Six Flags Reports Q2 2025 Financial Decline Amid Merger Challenges and Weather Impact

Six Flags Entertainment Corporation - Six Flags Entertainment Corporation announced a decrease in its financial performance for the second quarter of 2025, citing adverse weather, reduced consumer spending, and complexities following its merger with Cedar Fair as contributing factors. The company experienced a reduction in revenue and operational challenges, yet reports suggest some positive indicators for 2026.

Financial Performance and Challenges

Six Flags reported total revenue of $930 million for the period from April to June 2025, representing a 2% decline compared to the same period in the previous year. The adjusted EBITDA decreased by 25%, amounting to $235 million. The company recorded a net loss of $100 million, with operational losses from former Six Flags parks accounting for $126 million.

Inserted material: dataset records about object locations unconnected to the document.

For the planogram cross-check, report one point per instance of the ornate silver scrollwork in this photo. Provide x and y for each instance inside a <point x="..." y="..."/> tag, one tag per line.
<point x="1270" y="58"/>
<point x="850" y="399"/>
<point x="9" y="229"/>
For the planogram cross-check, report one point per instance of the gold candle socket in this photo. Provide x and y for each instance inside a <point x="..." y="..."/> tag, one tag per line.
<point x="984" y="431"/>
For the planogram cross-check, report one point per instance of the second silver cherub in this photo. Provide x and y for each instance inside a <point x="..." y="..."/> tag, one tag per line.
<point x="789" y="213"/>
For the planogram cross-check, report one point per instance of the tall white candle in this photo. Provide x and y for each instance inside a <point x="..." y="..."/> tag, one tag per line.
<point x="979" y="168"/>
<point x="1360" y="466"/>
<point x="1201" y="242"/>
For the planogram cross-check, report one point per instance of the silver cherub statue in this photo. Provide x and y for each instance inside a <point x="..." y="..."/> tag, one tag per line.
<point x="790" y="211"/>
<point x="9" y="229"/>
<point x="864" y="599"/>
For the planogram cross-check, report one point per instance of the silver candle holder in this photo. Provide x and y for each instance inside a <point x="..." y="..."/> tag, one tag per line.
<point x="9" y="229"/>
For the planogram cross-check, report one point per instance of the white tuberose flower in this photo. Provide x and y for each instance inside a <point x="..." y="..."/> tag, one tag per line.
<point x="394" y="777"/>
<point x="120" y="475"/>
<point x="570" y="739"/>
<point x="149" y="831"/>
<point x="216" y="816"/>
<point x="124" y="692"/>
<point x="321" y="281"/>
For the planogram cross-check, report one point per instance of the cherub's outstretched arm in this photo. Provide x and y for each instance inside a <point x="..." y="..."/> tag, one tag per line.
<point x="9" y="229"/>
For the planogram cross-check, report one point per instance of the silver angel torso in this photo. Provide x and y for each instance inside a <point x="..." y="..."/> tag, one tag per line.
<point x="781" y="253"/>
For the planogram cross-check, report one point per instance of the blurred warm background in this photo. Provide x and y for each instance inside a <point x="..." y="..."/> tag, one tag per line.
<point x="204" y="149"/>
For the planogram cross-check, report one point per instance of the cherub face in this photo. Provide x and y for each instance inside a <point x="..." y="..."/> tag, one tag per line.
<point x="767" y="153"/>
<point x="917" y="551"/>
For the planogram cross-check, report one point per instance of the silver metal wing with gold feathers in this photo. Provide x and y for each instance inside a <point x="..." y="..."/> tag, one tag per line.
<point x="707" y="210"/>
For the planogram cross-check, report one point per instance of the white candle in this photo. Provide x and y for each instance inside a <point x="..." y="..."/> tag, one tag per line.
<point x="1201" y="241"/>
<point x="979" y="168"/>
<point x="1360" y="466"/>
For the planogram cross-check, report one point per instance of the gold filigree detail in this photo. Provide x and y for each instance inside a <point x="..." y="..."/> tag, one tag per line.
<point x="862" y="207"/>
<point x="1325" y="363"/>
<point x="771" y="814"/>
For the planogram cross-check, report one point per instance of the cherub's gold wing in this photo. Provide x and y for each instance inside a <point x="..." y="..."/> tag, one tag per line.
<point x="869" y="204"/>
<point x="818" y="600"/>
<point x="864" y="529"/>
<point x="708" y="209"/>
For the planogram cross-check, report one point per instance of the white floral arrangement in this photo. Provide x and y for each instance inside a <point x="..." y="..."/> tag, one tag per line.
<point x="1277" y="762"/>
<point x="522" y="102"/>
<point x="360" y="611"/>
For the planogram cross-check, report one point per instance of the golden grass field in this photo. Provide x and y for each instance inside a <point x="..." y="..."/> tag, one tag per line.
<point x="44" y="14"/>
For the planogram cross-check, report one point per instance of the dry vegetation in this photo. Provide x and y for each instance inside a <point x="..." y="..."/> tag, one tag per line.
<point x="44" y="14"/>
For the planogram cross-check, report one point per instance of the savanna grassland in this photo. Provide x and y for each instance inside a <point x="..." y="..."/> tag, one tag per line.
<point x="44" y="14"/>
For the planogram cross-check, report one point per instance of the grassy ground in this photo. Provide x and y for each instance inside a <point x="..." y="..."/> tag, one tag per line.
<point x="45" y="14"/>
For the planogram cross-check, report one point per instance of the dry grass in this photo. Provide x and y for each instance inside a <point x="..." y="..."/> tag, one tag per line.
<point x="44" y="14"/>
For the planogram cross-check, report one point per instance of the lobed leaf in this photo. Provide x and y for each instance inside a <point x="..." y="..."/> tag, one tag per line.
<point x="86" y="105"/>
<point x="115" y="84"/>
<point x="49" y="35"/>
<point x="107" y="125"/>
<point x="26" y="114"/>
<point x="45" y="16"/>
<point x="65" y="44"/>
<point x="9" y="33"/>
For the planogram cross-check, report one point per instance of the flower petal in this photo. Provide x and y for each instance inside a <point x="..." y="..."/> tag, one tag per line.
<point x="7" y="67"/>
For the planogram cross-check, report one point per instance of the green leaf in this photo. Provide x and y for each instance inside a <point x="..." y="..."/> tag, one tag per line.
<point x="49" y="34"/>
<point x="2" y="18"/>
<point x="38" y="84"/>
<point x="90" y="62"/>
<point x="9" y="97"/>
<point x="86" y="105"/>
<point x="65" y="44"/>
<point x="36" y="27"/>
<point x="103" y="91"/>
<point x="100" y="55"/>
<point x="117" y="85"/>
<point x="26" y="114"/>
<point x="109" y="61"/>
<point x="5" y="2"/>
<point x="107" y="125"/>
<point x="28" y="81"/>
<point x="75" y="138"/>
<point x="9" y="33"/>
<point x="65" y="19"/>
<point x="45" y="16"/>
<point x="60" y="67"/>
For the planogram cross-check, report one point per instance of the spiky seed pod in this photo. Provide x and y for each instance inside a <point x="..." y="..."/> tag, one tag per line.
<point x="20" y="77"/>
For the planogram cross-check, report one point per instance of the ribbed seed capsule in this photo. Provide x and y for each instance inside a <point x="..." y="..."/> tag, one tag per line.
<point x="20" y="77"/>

The decline in financial metrics is partly due to unfavorable weather conditions, which affected operations on 379 days, including 49 full closure days across various locations. This weather impact contributed to a 9% decrease in attendance, bringing the total number of visitors to 14.2 million.

Attendance and Consumer Spending

Despite these challenges, Six Flags maintained stable average guest spending at $62.46. However, the number of season pass holders decreased by 8% to 6.7 million, reflecting a decline in demand. In contrast, July 2025 showed a modest recovery, with visitor numbers increasing by 1% compared to July 2024, particularly in the company’s 15 largest parks.

Outlook and Strategic Adjustments

In response to the current financial situation, Six Flags adjusted its full-year 2025 EBITDA forecast to a range of $860-910 million. The company plans to implement a cost reduction strategy aimed at saving $90 million in operational expenses. This includes enhancing financial flexibility through the sale of non-essential land and integrating synergies from the merger with Cedar Fair.

Four parks have opted out of offering winter events, but Six Flags expects attendance in the second half of 2025 to align with the levels seen in 2024. CEO Richard Zimmerman noted promising signals in pre-sales for the 2026 season passes, indicating potential recovery and growth in the coming year.